Controlo como uma Ilusão Não se controla ou jamais se controlará pessoas e/ou algumas situações/eventos do dia-a-dia. A historia revela-nos que quantos mais os ditadores querem controlar uma nação inteira, mais violentos se tornam. Quanto mais se procura controlar a adicção de outra pessoa a probabilidade da adicção vir afectar negativamente a relação entre essas duas ou mais pessoas é enorme.

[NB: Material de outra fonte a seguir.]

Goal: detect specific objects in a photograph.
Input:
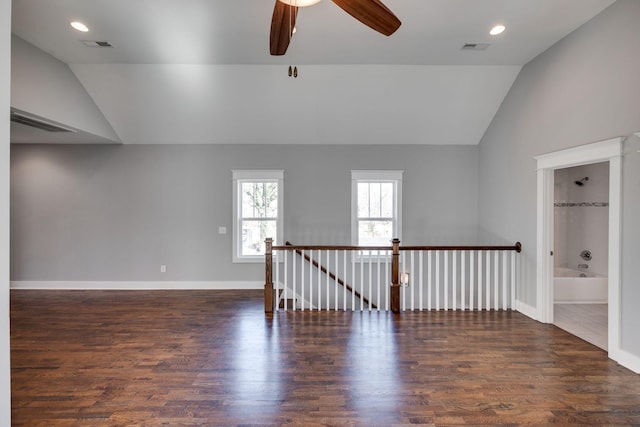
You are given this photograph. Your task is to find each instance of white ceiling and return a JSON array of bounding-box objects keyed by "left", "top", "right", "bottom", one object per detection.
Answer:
[{"left": 12, "top": 0, "right": 613, "bottom": 144}]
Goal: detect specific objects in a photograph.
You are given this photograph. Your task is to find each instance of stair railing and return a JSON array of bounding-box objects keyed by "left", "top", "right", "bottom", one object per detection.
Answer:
[{"left": 264, "top": 239, "right": 522, "bottom": 313}]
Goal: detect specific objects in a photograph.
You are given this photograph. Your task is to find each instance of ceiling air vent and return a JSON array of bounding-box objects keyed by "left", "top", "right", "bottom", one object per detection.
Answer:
[
  {"left": 462, "top": 43, "right": 491, "bottom": 50},
  {"left": 82, "top": 40, "right": 113, "bottom": 47},
  {"left": 11, "top": 111, "right": 75, "bottom": 132}
]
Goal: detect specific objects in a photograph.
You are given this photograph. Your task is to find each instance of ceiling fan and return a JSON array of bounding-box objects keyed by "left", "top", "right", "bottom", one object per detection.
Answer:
[{"left": 270, "top": 0, "right": 401, "bottom": 55}]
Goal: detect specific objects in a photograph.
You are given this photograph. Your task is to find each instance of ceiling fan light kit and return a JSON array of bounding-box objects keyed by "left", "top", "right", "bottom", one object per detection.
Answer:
[{"left": 269, "top": 0, "right": 401, "bottom": 55}]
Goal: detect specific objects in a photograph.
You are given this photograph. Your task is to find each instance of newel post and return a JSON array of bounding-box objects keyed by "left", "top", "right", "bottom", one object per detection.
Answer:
[
  {"left": 264, "top": 237, "right": 274, "bottom": 313},
  {"left": 391, "top": 239, "right": 400, "bottom": 313}
]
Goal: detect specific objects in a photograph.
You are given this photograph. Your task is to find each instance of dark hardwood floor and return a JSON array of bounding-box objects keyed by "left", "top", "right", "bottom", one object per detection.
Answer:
[{"left": 11, "top": 291, "right": 640, "bottom": 427}]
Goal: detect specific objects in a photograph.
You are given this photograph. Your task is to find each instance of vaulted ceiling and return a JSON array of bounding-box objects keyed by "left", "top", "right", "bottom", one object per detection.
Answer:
[{"left": 7, "top": 0, "right": 613, "bottom": 144}]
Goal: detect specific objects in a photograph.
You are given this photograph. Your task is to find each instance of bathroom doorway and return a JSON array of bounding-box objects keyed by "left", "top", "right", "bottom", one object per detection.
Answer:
[
  {"left": 553, "top": 162, "right": 609, "bottom": 350},
  {"left": 535, "top": 137, "right": 624, "bottom": 361}
]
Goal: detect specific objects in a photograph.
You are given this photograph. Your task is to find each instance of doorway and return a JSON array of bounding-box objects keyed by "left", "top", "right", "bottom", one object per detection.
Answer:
[
  {"left": 553, "top": 162, "right": 609, "bottom": 350},
  {"left": 536, "top": 138, "right": 623, "bottom": 359}
]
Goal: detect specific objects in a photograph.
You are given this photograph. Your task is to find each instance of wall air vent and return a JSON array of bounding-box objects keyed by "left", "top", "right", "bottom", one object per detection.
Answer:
[
  {"left": 11, "top": 111, "right": 75, "bottom": 133},
  {"left": 82, "top": 40, "right": 113, "bottom": 47},
  {"left": 461, "top": 43, "right": 491, "bottom": 50}
]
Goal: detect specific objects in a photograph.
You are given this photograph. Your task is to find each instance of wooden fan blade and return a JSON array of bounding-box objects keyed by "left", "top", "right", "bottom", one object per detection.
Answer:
[
  {"left": 269, "top": 0, "right": 298, "bottom": 55},
  {"left": 333, "top": 0, "right": 401, "bottom": 36}
]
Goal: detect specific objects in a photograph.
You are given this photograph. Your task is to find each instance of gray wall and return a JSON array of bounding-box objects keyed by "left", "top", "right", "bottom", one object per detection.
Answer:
[
  {"left": 11, "top": 145, "right": 477, "bottom": 282},
  {"left": 0, "top": 1, "right": 11, "bottom": 426},
  {"left": 478, "top": 0, "right": 640, "bottom": 355}
]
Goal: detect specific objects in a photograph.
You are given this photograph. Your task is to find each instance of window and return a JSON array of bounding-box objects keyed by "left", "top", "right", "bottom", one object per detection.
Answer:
[
  {"left": 233, "top": 170, "right": 284, "bottom": 262},
  {"left": 351, "top": 171, "right": 402, "bottom": 246}
]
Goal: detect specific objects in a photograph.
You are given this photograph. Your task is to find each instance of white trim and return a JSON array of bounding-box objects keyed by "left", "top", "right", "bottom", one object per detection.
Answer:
[
  {"left": 231, "top": 169, "right": 284, "bottom": 264},
  {"left": 231, "top": 169, "right": 284, "bottom": 180},
  {"left": 536, "top": 137, "right": 629, "bottom": 366},
  {"left": 609, "top": 349, "right": 640, "bottom": 374},
  {"left": 351, "top": 170, "right": 404, "bottom": 181},
  {"left": 536, "top": 169, "right": 554, "bottom": 323},
  {"left": 534, "top": 137, "right": 624, "bottom": 169},
  {"left": 351, "top": 170, "right": 404, "bottom": 246},
  {"left": 607, "top": 154, "right": 622, "bottom": 361},
  {"left": 11, "top": 280, "right": 264, "bottom": 291},
  {"left": 515, "top": 300, "right": 538, "bottom": 320}
]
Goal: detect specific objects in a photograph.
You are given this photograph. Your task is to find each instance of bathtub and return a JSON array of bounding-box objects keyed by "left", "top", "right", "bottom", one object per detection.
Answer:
[{"left": 553, "top": 268, "right": 608, "bottom": 304}]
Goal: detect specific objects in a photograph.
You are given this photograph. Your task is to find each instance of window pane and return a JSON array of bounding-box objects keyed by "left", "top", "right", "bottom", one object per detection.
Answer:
[
  {"left": 369, "top": 182, "right": 380, "bottom": 218},
  {"left": 358, "top": 182, "right": 369, "bottom": 218},
  {"left": 241, "top": 182, "right": 278, "bottom": 218},
  {"left": 380, "top": 182, "right": 393, "bottom": 218},
  {"left": 358, "top": 221, "right": 393, "bottom": 246},
  {"left": 262, "top": 182, "right": 278, "bottom": 218},
  {"left": 240, "top": 182, "right": 255, "bottom": 218},
  {"left": 241, "top": 220, "right": 277, "bottom": 255}
]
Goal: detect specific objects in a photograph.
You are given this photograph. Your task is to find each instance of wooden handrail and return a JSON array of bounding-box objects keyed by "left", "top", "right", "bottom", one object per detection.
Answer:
[
  {"left": 284, "top": 242, "right": 378, "bottom": 309},
  {"left": 273, "top": 242, "right": 522, "bottom": 253},
  {"left": 400, "top": 242, "right": 522, "bottom": 253},
  {"left": 265, "top": 239, "right": 522, "bottom": 313},
  {"left": 273, "top": 246, "right": 392, "bottom": 251}
]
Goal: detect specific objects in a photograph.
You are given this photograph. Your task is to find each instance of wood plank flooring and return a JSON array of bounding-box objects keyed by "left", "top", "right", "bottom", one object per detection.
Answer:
[
  {"left": 11, "top": 291, "right": 640, "bottom": 427},
  {"left": 553, "top": 304, "right": 609, "bottom": 351}
]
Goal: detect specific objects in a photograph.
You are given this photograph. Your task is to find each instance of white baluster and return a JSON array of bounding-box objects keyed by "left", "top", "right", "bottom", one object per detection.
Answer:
[
  {"left": 511, "top": 251, "right": 517, "bottom": 310},
  {"left": 351, "top": 251, "right": 358, "bottom": 311},
  {"left": 435, "top": 251, "right": 440, "bottom": 310},
  {"left": 336, "top": 250, "right": 353, "bottom": 311},
  {"left": 427, "top": 251, "right": 433, "bottom": 311},
  {"left": 478, "top": 251, "right": 484, "bottom": 310},
  {"left": 485, "top": 251, "right": 491, "bottom": 310},
  {"left": 493, "top": 251, "right": 500, "bottom": 310},
  {"left": 399, "top": 251, "right": 407, "bottom": 311},
  {"left": 444, "top": 251, "right": 450, "bottom": 311},
  {"left": 291, "top": 252, "right": 298, "bottom": 311},
  {"left": 273, "top": 251, "right": 282, "bottom": 311},
  {"left": 300, "top": 250, "right": 306, "bottom": 311},
  {"left": 363, "top": 251, "right": 373, "bottom": 311},
  {"left": 407, "top": 251, "right": 416, "bottom": 311},
  {"left": 451, "top": 251, "right": 458, "bottom": 311},
  {"left": 469, "top": 251, "right": 476, "bottom": 311},
  {"left": 413, "top": 251, "right": 424, "bottom": 311},
  {"left": 502, "top": 251, "right": 508, "bottom": 310},
  {"left": 384, "top": 252, "right": 391, "bottom": 311},
  {"left": 376, "top": 251, "right": 382, "bottom": 311},
  {"left": 460, "top": 251, "right": 467, "bottom": 311}
]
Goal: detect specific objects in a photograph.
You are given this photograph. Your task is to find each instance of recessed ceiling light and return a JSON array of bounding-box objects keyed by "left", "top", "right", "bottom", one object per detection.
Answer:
[
  {"left": 489, "top": 25, "right": 507, "bottom": 36},
  {"left": 71, "top": 21, "right": 89, "bottom": 33}
]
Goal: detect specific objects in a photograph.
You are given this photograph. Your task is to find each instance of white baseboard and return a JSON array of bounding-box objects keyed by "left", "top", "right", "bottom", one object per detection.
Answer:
[
  {"left": 516, "top": 300, "right": 538, "bottom": 320},
  {"left": 10, "top": 280, "right": 264, "bottom": 290},
  {"left": 609, "top": 349, "right": 640, "bottom": 374}
]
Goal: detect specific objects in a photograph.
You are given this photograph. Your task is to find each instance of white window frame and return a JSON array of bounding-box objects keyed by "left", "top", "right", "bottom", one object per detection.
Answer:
[
  {"left": 231, "top": 170, "right": 284, "bottom": 263},
  {"left": 351, "top": 170, "right": 404, "bottom": 251}
]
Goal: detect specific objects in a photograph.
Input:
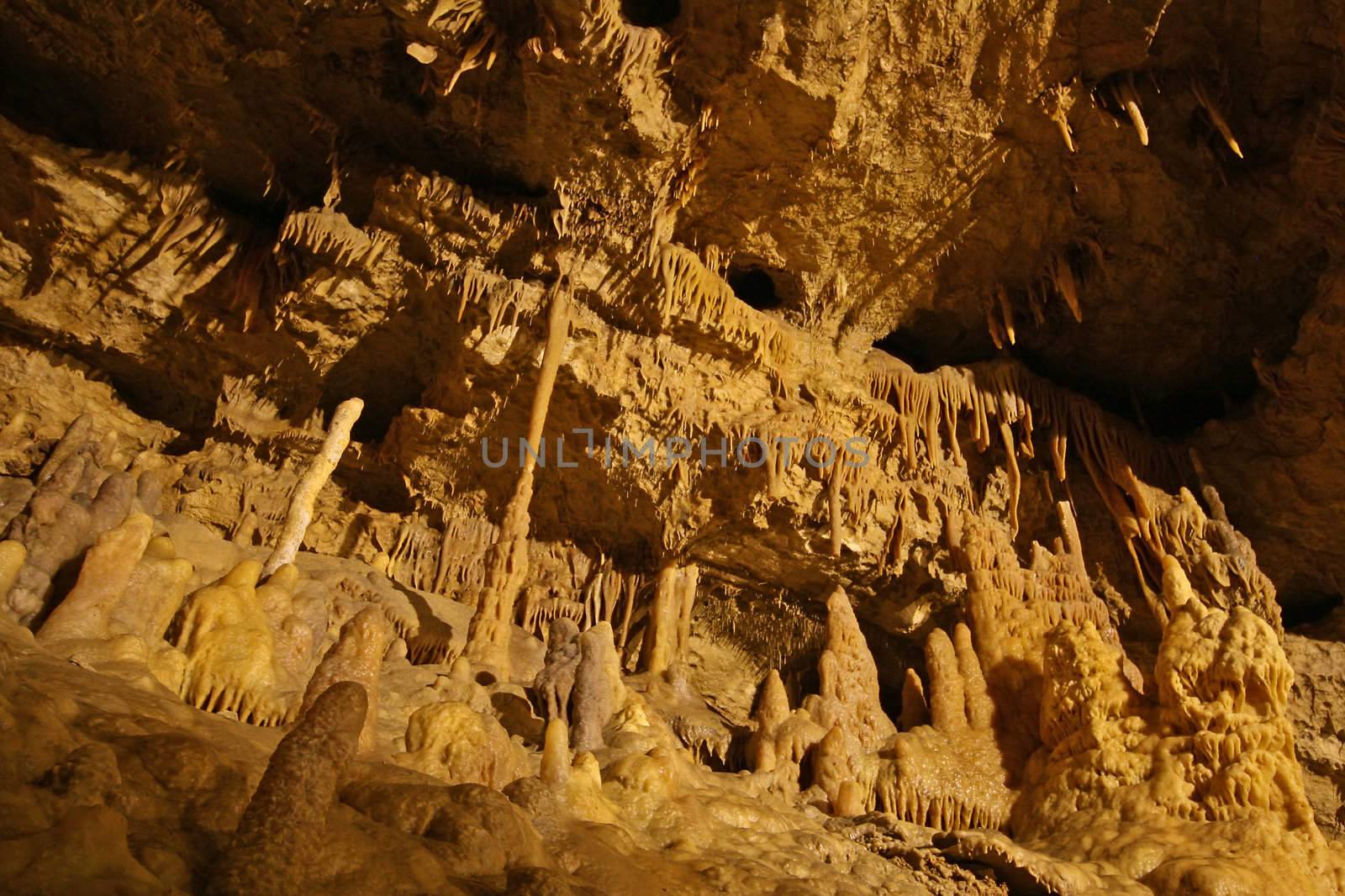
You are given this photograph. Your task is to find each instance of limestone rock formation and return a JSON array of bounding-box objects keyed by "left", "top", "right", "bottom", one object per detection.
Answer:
[{"left": 0, "top": 0, "right": 1345, "bottom": 896}]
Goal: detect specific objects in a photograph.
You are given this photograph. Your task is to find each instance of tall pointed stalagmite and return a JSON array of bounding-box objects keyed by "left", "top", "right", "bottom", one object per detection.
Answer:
[
  {"left": 464, "top": 278, "right": 570, "bottom": 678},
  {"left": 261, "top": 398, "right": 365, "bottom": 578}
]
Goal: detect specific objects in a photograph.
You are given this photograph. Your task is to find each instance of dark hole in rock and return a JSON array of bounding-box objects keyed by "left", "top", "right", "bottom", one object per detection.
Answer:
[
  {"left": 621, "top": 0, "right": 682, "bottom": 29},
  {"left": 729, "top": 265, "right": 784, "bottom": 311}
]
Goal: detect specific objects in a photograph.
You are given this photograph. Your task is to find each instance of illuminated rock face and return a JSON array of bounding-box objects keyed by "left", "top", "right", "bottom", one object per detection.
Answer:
[{"left": 0, "top": 0, "right": 1345, "bottom": 896}]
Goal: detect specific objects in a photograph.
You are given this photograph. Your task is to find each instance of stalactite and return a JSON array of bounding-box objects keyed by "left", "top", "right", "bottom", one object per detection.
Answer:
[
  {"left": 1112, "top": 74, "right": 1148, "bottom": 146},
  {"left": 868, "top": 352, "right": 1189, "bottom": 567},
  {"left": 1190, "top": 78, "right": 1242, "bottom": 159}
]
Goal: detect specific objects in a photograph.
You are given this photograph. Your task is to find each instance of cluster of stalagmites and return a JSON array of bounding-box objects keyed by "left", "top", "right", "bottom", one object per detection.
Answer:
[{"left": 0, "top": 395, "right": 1342, "bottom": 893}]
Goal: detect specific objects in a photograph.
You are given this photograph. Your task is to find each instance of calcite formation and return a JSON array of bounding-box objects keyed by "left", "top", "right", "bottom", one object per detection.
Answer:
[{"left": 0, "top": 0, "right": 1345, "bottom": 896}]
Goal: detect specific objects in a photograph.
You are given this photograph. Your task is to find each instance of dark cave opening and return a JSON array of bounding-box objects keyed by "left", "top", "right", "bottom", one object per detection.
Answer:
[
  {"left": 621, "top": 0, "right": 682, "bottom": 29},
  {"left": 1279, "top": 588, "right": 1345, "bottom": 631},
  {"left": 873, "top": 308, "right": 995, "bottom": 372},
  {"left": 728, "top": 265, "right": 784, "bottom": 311}
]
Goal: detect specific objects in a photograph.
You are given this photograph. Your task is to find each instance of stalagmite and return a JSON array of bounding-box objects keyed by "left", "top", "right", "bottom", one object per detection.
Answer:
[
  {"left": 641, "top": 564, "right": 701, "bottom": 674},
  {"left": 206, "top": 683, "right": 368, "bottom": 896},
  {"left": 173, "top": 560, "right": 293, "bottom": 725},
  {"left": 300, "top": 607, "right": 392, "bottom": 752},
  {"left": 38, "top": 514, "right": 153, "bottom": 641},
  {"left": 0, "top": 532, "right": 29, "bottom": 598},
  {"left": 542, "top": 719, "right": 570, "bottom": 790},
  {"left": 816, "top": 588, "right": 897, "bottom": 751},
  {"left": 261, "top": 398, "right": 365, "bottom": 577},
  {"left": 899, "top": 668, "right": 930, "bottom": 730},
  {"left": 926, "top": 628, "right": 967, "bottom": 730},
  {"left": 572, "top": 623, "right": 625, "bottom": 751},
  {"left": 464, "top": 277, "right": 570, "bottom": 678}
]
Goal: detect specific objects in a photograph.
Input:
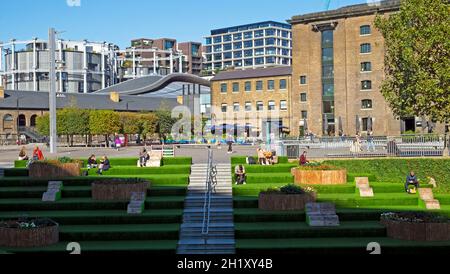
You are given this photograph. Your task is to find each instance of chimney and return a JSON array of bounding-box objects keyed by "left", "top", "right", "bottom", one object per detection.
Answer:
[{"left": 109, "top": 91, "right": 120, "bottom": 103}]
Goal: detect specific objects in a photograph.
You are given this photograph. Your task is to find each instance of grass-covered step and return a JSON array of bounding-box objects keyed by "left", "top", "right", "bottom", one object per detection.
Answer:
[
  {"left": 232, "top": 163, "right": 298, "bottom": 174},
  {"left": 14, "top": 157, "right": 192, "bottom": 168},
  {"left": 318, "top": 193, "right": 419, "bottom": 207},
  {"left": 247, "top": 172, "right": 294, "bottom": 184},
  {"left": 5, "top": 240, "right": 178, "bottom": 255},
  {"left": 0, "top": 209, "right": 183, "bottom": 225},
  {"left": 59, "top": 224, "right": 180, "bottom": 241},
  {"left": 83, "top": 165, "right": 191, "bottom": 176},
  {"left": 0, "top": 186, "right": 187, "bottom": 199},
  {"left": 234, "top": 221, "right": 386, "bottom": 239},
  {"left": 0, "top": 196, "right": 185, "bottom": 211},
  {"left": 0, "top": 174, "right": 189, "bottom": 187},
  {"left": 236, "top": 237, "right": 450, "bottom": 255}
]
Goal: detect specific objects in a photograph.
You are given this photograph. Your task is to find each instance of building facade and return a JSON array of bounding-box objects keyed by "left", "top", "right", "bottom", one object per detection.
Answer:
[
  {"left": 211, "top": 67, "right": 293, "bottom": 138},
  {"left": 0, "top": 39, "right": 118, "bottom": 93},
  {"left": 204, "top": 21, "right": 292, "bottom": 71},
  {"left": 289, "top": 0, "right": 442, "bottom": 136}
]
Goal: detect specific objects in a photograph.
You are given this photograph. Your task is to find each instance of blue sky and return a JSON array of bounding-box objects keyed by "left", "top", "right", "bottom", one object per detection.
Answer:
[{"left": 0, "top": 0, "right": 366, "bottom": 48}]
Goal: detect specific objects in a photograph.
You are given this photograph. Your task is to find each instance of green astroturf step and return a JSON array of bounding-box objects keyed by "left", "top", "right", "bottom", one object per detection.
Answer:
[
  {"left": 236, "top": 237, "right": 450, "bottom": 255},
  {"left": 0, "top": 174, "right": 189, "bottom": 187},
  {"left": 0, "top": 186, "right": 187, "bottom": 199},
  {"left": 0, "top": 208, "right": 183, "bottom": 225},
  {"left": 0, "top": 196, "right": 185, "bottom": 211},
  {"left": 59, "top": 224, "right": 180, "bottom": 241},
  {"left": 3, "top": 240, "right": 178, "bottom": 255},
  {"left": 234, "top": 221, "right": 386, "bottom": 239}
]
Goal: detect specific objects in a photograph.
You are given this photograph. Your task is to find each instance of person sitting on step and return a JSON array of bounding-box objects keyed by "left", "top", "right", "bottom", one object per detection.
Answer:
[
  {"left": 234, "top": 165, "right": 247, "bottom": 185},
  {"left": 405, "top": 171, "right": 419, "bottom": 193}
]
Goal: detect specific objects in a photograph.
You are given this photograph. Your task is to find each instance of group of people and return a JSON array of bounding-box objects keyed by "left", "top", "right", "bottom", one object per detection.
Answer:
[{"left": 87, "top": 155, "right": 111, "bottom": 175}]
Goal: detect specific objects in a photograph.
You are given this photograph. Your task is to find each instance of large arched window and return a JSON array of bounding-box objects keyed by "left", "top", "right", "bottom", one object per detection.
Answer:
[
  {"left": 3, "top": 114, "right": 14, "bottom": 130},
  {"left": 30, "top": 114, "right": 37, "bottom": 127}
]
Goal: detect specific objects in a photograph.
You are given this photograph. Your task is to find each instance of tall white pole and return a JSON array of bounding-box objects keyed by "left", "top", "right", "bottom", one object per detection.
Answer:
[{"left": 48, "top": 28, "right": 58, "bottom": 154}]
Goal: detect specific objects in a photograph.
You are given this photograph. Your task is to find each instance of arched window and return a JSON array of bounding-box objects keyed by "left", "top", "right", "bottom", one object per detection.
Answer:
[
  {"left": 17, "top": 114, "right": 27, "bottom": 127},
  {"left": 30, "top": 114, "right": 37, "bottom": 127},
  {"left": 3, "top": 114, "right": 14, "bottom": 130},
  {"left": 361, "top": 99, "right": 373, "bottom": 109}
]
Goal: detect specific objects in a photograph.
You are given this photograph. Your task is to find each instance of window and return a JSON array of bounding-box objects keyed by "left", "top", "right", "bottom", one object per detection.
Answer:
[
  {"left": 361, "top": 80, "right": 372, "bottom": 90},
  {"left": 361, "top": 62, "right": 372, "bottom": 72},
  {"left": 222, "top": 104, "right": 227, "bottom": 113},
  {"left": 360, "top": 43, "right": 372, "bottom": 53},
  {"left": 233, "top": 103, "right": 240, "bottom": 112},
  {"left": 233, "top": 82, "right": 239, "bottom": 92},
  {"left": 300, "top": 92, "right": 308, "bottom": 102},
  {"left": 300, "top": 75, "right": 306, "bottom": 85},
  {"left": 280, "top": 79, "right": 287, "bottom": 89},
  {"left": 256, "top": 81, "right": 263, "bottom": 91},
  {"left": 268, "top": 101, "right": 275, "bottom": 110},
  {"left": 267, "top": 80, "right": 275, "bottom": 90},
  {"left": 220, "top": 84, "right": 228, "bottom": 93},
  {"left": 245, "top": 81, "right": 252, "bottom": 92},
  {"left": 256, "top": 101, "right": 264, "bottom": 111},
  {"left": 245, "top": 102, "right": 252, "bottom": 111},
  {"left": 361, "top": 99, "right": 373, "bottom": 109},
  {"left": 359, "top": 25, "right": 372, "bottom": 35}
]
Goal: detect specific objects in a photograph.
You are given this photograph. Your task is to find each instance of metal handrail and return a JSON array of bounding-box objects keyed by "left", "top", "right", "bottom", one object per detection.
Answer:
[{"left": 202, "top": 149, "right": 217, "bottom": 235}]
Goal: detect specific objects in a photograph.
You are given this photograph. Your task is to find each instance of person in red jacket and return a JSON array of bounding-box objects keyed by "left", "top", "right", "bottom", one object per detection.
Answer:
[
  {"left": 33, "top": 146, "right": 44, "bottom": 161},
  {"left": 299, "top": 151, "right": 309, "bottom": 166}
]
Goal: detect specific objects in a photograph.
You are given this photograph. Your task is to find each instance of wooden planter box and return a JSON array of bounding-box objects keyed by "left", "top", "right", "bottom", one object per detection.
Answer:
[
  {"left": 291, "top": 168, "right": 347, "bottom": 185},
  {"left": 258, "top": 192, "right": 317, "bottom": 211},
  {"left": 381, "top": 220, "right": 450, "bottom": 241},
  {"left": 29, "top": 162, "right": 81, "bottom": 178},
  {"left": 0, "top": 224, "right": 59, "bottom": 247},
  {"left": 92, "top": 180, "right": 149, "bottom": 201}
]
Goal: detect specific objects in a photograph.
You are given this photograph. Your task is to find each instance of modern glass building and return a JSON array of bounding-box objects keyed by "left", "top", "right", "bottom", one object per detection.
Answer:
[{"left": 204, "top": 21, "right": 292, "bottom": 71}]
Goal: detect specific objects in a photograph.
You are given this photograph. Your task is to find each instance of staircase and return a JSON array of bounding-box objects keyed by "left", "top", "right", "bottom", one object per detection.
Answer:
[{"left": 177, "top": 164, "right": 235, "bottom": 254}]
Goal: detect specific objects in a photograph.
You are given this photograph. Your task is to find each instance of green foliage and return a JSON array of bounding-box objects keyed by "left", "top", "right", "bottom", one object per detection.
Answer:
[
  {"left": 89, "top": 110, "right": 121, "bottom": 135},
  {"left": 324, "top": 158, "right": 450, "bottom": 193},
  {"left": 376, "top": 0, "right": 450, "bottom": 123}
]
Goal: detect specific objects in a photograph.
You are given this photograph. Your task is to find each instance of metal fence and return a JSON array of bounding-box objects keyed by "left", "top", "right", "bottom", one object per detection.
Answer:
[{"left": 278, "top": 135, "right": 449, "bottom": 159}]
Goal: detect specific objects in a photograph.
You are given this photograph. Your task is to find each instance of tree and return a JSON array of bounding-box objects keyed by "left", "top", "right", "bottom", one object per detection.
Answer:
[
  {"left": 375, "top": 0, "right": 450, "bottom": 123},
  {"left": 89, "top": 110, "right": 121, "bottom": 146}
]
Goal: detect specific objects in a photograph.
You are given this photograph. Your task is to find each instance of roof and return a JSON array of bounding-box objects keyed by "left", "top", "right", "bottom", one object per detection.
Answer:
[
  {"left": 211, "top": 66, "right": 292, "bottom": 81},
  {"left": 0, "top": 90, "right": 178, "bottom": 111},
  {"left": 288, "top": 0, "right": 400, "bottom": 24},
  {"left": 95, "top": 73, "right": 210, "bottom": 96}
]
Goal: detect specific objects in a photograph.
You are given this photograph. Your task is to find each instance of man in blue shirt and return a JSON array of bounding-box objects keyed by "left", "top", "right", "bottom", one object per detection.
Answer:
[{"left": 405, "top": 171, "right": 419, "bottom": 192}]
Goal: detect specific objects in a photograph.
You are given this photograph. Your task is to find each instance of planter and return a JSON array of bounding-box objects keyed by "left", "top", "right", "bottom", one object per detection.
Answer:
[
  {"left": 29, "top": 162, "right": 81, "bottom": 178},
  {"left": 0, "top": 221, "right": 59, "bottom": 247},
  {"left": 291, "top": 168, "right": 347, "bottom": 185},
  {"left": 381, "top": 213, "right": 450, "bottom": 241},
  {"left": 92, "top": 180, "right": 149, "bottom": 201},
  {"left": 258, "top": 192, "right": 317, "bottom": 211}
]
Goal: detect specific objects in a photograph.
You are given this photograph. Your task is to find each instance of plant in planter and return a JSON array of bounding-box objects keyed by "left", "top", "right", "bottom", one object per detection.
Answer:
[
  {"left": 258, "top": 184, "right": 317, "bottom": 210},
  {"left": 0, "top": 219, "right": 59, "bottom": 247},
  {"left": 28, "top": 157, "right": 83, "bottom": 178},
  {"left": 92, "top": 178, "right": 150, "bottom": 201},
  {"left": 380, "top": 212, "right": 450, "bottom": 241},
  {"left": 291, "top": 163, "right": 347, "bottom": 185}
]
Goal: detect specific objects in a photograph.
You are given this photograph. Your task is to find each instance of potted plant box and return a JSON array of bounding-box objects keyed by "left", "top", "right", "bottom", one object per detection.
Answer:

Quando na realidade se começa a compreender que é completamente impossível controlar todos os nossos próprios comportamentos e crenças ou de outros à nossa volta, constata-se que o controlo não é nada mais do que pura ilusão.
Obstáculos ao 1º Passo dos Alcoolicos Anónimos (AA)- “Admitimos que éramos impotentes perante a nossa adicção; e que tínhamos perdido o domínio sobre as nossas vidas”
A ilusão, nos comportamentos adictivos, é um obstáculo real à aceitação do Primeiro passo, que refere “Somos impotentes perante a nossa adicção e que a nossa vida se tornou desgovernada”.
O adicto/a procura quase sempre mascarar a sua incapacidade de controlar afirmando com convicção “Quem eu?! Eu consigo controlar...”
Quanto mais o adicto/a permanece agarrado a esta falsa crença, que está a controlar o seu comportamento problema, irá continuar imobilizado – “preso” no Primeiro Passo (impotência e desgovernabilidade), incapaz de progredir e evoluir (mudança) na sua recuperação.
A maioria dos adictos reconhece quando outras pessoas exclamam “Quanto mais quero controlar, mais difícil se torna sair do problema.”
Porque é que é tão difícil abolir este tipo de comportamento destrutivo? Porque abandonar este tipo de controlo é demasiado ameaçador à doença da adicção (lógica adictiva). Outro factor importante, para a maioria dos adictos, tem a ver com o seu historial no relacionamentos com pessoas do tipo autoritário (figuras/modelos autoritários), identificam o pânico em perder o controlo e a "intoxicação mental" provocada pela ilusão de poder.
Famílias disfuncionais - aqueles cuja família de origem é disfuncional identificam um extrema dificuldade em se render ao controlo. Crescem numa família aprendendo a “sobreviver às crises dolorosas” através de controlo. Desenvolvem competências cognitivas/emocionais (mecanismos) de forma escapar à dor intensa (reprimindo e ou “adormecendo” a dor), sentem um medo intenso, ao pensarem que alguém, mesmo um Poder Superior comanda as suas vidas. De facto, as mesmas competências (mecanismos) que os mantêm “protegidos” emocionalmente e nalguns casos até fisicamente, essas mesmas competências podem interferir negativamente na sua recuperação.
Influência - Outro obstáculo à rendição/entrega da ilusão do controlo pode ser a inexistência de um modelo alternativo de forma a entender as situações corriqueiras do dia-a-dia. Processo cognitivo “Se não tens o controlo das situações. Então como é que se faz?"
Um conceito alternativo adequado è a Influência. Como não consegue controlar outros, todavia pode influenciar as suas vidas, por ex. ser um modelo/referencia. Este conceito da Influência, pode ser melhor entendido, se pensar, num extremo, existe um circuito de influencia mais profundo (ex. relação com um parceiro/a ou criança - filho/a) até à inexistência de qualquer tipo de Influência, no outro extremo oposto (uma influencia básica). Pode simplesmente influenciar aqueles por quem é responsável, em vez de os controlar. Este conceito pode ser algo libertador e suavizar o fracasso da necessidade de controlo.